200 14th Street NE, Washington DC – 2021

DC’s Capitol Hill neighborhood is noted for its astonishing charm and beauty. This block is typical for the area, unremarkable even — yet it offers some fundamental lessons on how to build a beautiful residential street.

The two-story Italianate rowhouses are identical, meaning they were put up all at once by a single developer. This means they are neatly aligned. The group at right, which probably came a decade or two later than their neighbors, follows the same cue. Together they form a true street wall.

The houses offer a variety of small, simple design cues. A sheet metal parapet cap generates several horizontal shadow lines, while below that, corbeled brick brackets add complexity and depth. Each window is sheltered by a generous arched hood. The windows are narrow but tall, and their pattern across the facades breaks the walls down into small, human-scaled elements. The doors fit neatly into this pattern.

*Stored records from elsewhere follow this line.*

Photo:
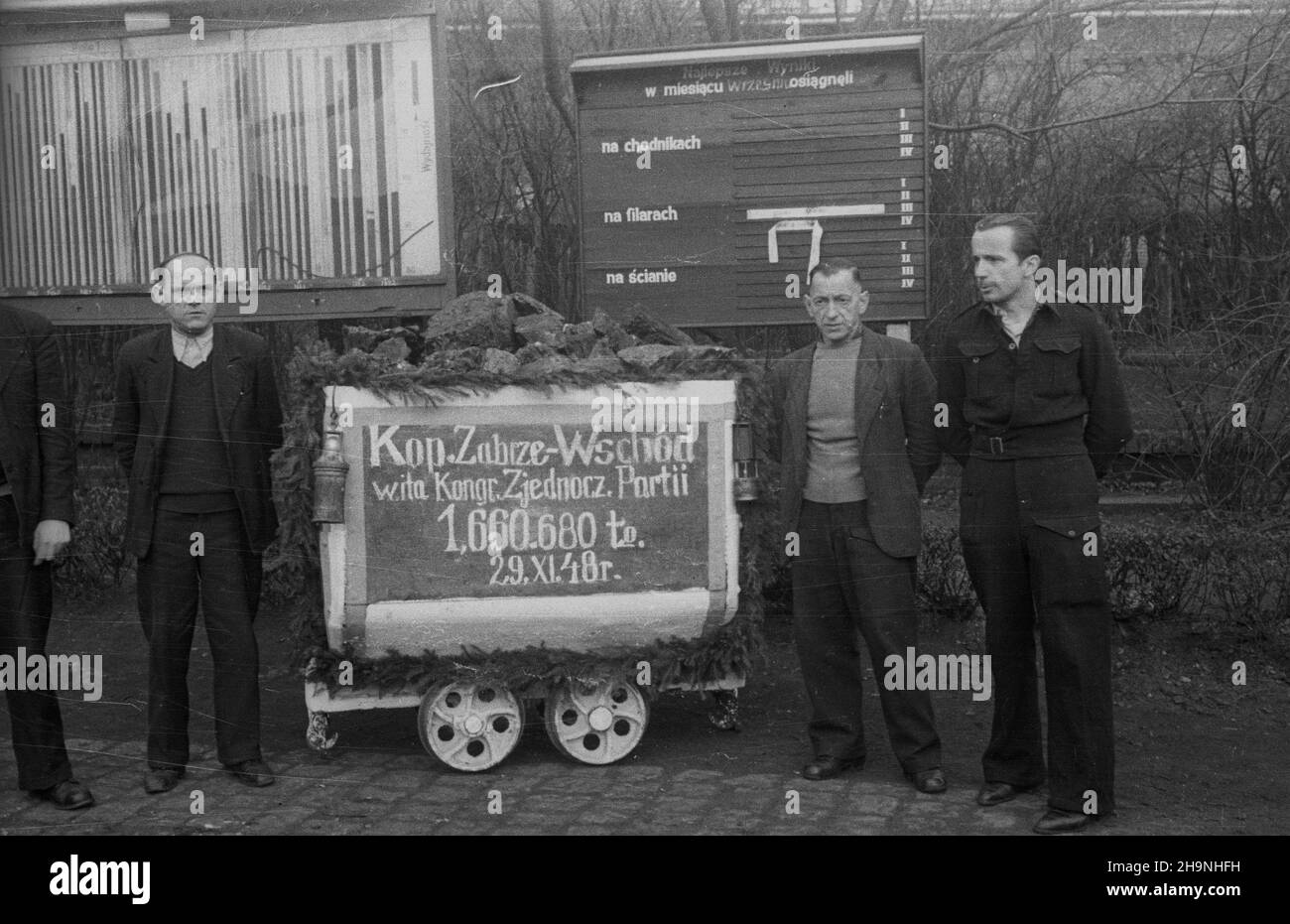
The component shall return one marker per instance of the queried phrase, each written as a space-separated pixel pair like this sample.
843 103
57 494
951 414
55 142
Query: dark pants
226 580
26 606
1032 546
842 584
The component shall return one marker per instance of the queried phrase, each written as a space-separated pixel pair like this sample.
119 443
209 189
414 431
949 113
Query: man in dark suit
38 472
196 420
1036 413
855 441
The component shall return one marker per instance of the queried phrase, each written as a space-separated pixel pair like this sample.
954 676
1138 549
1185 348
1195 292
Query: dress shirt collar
193 351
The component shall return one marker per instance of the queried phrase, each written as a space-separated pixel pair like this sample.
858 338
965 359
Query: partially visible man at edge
196 420
1036 415
852 429
38 473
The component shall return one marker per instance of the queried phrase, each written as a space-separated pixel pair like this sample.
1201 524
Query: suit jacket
894 408
37 444
250 426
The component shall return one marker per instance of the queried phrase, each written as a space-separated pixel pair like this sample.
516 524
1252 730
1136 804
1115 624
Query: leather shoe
68 795
253 773
993 793
162 778
1061 821
826 767
929 781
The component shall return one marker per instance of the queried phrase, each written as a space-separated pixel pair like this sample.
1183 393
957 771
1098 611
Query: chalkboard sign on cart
580 519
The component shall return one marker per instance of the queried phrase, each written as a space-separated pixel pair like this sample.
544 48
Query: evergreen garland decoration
733 648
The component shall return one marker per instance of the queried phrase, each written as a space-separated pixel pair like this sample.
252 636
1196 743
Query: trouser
26 606
224 577
1031 541
842 584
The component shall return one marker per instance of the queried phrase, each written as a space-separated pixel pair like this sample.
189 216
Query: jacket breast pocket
985 372
1057 365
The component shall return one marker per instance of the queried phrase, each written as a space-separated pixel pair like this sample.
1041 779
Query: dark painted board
429 528
753 146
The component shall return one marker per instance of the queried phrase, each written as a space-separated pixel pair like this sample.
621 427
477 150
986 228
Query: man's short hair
1026 234
834 267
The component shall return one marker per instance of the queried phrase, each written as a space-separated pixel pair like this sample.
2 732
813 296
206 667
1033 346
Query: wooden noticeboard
712 179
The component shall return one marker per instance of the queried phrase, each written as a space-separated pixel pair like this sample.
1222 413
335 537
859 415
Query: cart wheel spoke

Individual owners have added spice to the block with a variety of colors, no two the same. Additions and subtractions over the years have given each rowhouse its own personality. Security gates, lamps, house numbers, window replacements, door colors — all add a patina of age and character.

The house are compact. They take up only the room that’s necessary. There is no wasted space, no giant patches of lawn that nobody uses. The front yards are valuable in their smallness, and burst with plantings. Each one is a tiny little haven; together they make a gentle barrier between the sidewalk and the houses.

The street is sheltered by several mature shade trees. The importance of street trees to the beauty of a street cannot be overstated. It is hard for a street bereft of all nature to be beautiful.

The street itself is broad but not huge. Street parking on both sides provides some traffic calming. The parked cars help form a physical and psychological barrier between the sidewalk and the street, as well as reducing the size of the travel lanes — the only effective way to make cars voluntarily slow down.

It’s an altogether welcoming, charming space. And almost every bit of it could be built today, if we only chose to.